There has been a dodgy batch of Clover circulating in recent times but I think they've got it sorted now, which could explain the possibility of bugs. It's a shame because Clover is generally a really nice mix.
how can you tell there is a phosphorus deficiency
 

KingQuazy

Well-Known Member
My peat-based mixes get some lime added to the final pot to keep the PH sweet.
That's what I've learned this past week! I'm going super soil soon here anyhow. But from what I've learned, this gardener's Peat based soil is getting some lime mixed into the final pot.
 

KingQuazy

Well-Known Member
Also worth noting that nobody asked or suggested testing runoff ph and ppm etc. I'm telling you, your peat broke down and you're likely running acidic causing a P and K lockout.
 

Fun Bunny

Member
Also worth noting that nobody asked or suggested testing runoff ph
Testing run-off in compost won't help. This is a coco grower's approach.

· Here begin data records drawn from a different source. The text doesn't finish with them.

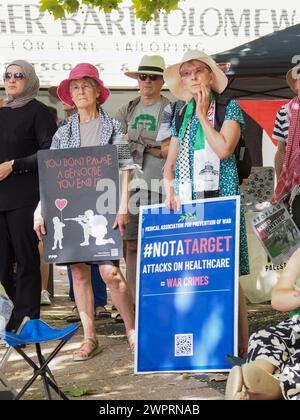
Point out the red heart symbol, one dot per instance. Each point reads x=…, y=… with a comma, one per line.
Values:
x=61, y=204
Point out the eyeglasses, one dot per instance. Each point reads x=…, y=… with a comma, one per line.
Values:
x=152, y=77
x=195, y=72
x=16, y=76
x=77, y=88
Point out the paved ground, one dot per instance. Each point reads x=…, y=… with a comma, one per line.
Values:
x=110, y=375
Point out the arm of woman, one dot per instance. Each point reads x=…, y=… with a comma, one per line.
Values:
x=44, y=128
x=172, y=202
x=224, y=142
x=285, y=295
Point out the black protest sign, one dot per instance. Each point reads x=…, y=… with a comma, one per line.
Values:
x=80, y=198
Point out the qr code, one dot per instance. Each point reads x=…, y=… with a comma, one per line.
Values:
x=183, y=345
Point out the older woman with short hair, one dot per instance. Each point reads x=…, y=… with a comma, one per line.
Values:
x=26, y=126
x=91, y=126
x=198, y=146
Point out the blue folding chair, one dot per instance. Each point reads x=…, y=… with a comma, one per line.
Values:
x=37, y=332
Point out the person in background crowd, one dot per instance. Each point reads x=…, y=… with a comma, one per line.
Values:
x=287, y=158
x=91, y=126
x=198, y=80
x=141, y=119
x=26, y=126
x=165, y=131
x=272, y=370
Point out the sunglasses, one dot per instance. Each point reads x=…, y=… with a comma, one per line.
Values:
x=152, y=77
x=16, y=76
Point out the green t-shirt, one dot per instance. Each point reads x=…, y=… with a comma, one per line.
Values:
x=296, y=311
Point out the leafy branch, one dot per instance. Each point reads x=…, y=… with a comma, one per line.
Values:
x=145, y=10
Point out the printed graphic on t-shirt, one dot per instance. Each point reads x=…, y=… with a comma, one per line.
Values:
x=146, y=121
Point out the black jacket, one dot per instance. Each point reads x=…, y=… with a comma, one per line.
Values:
x=23, y=131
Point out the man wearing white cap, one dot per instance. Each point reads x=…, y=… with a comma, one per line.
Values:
x=141, y=119
x=287, y=159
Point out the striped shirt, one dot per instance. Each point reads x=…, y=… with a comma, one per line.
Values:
x=281, y=128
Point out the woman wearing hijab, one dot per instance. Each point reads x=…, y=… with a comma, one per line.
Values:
x=91, y=126
x=199, y=81
x=26, y=126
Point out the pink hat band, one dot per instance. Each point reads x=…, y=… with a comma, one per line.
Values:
x=79, y=72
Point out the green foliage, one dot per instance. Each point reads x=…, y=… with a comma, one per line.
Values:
x=80, y=392
x=145, y=10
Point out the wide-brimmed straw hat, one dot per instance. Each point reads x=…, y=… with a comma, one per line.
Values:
x=173, y=79
x=79, y=72
x=292, y=76
x=150, y=64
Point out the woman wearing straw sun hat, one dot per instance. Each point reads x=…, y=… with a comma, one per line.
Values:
x=287, y=159
x=91, y=126
x=198, y=80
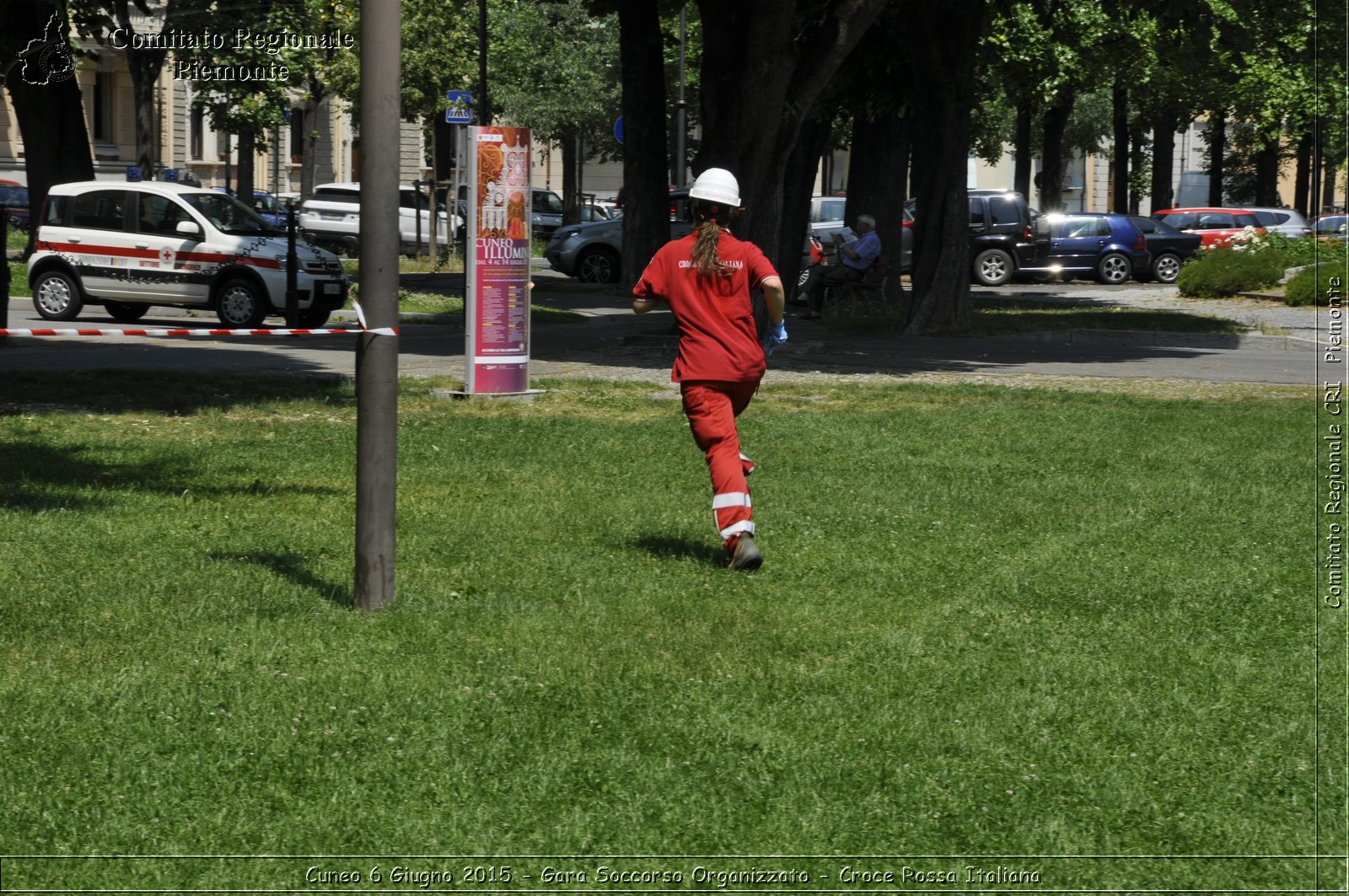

In compost the microbes are correcting the PH for you prior to delivering the nutrition to the plant's roots, so anything you're running through the soil won't have had the chance to have been affected by the soil life, if that makes sense.
The mix I'm currently using is comprised of 60% peat, 40% coco and contains enough lime, calcium and magnesium for a full cycle. It's called Tropic Mix but that's in the UK. Not sure where you are.
 

KingQuazy

Well-Known Member
Testing run-off in compost won't help. This is a coco grower's approach. In compost the microbes are correcting the PH for you prior to delivering the nutrition to the plant's roots, so anything you're running through the soil won't have had the chance to have been affected by the soil life, if that makes sense.
The mix I'm currently using is comprised of 60% peat, 40% coco and contains enough lime, calcium and magnesium for a full cycle. It's called Tropic Mix but that's in the UK. Not sure where you are.
I think you're confusing Living soil with compost, somehow?
 

Fun Bunny

Member
I think you're confusing Living soil with compost, somehow?
Compost is a fundamental component of living soil. It's what brings the bacteria to the mix in the first place. The difference is that living soil is comprised of a far greater array of ingredients which can feed your microherd for much longer whereas simple compost will run out of steam sooner and needs to be supplemented, although even living soils need top-ups and added amendments at some point during the cycle. It could be as little as some microbe teas but they generally need something to keep the soil life thriving.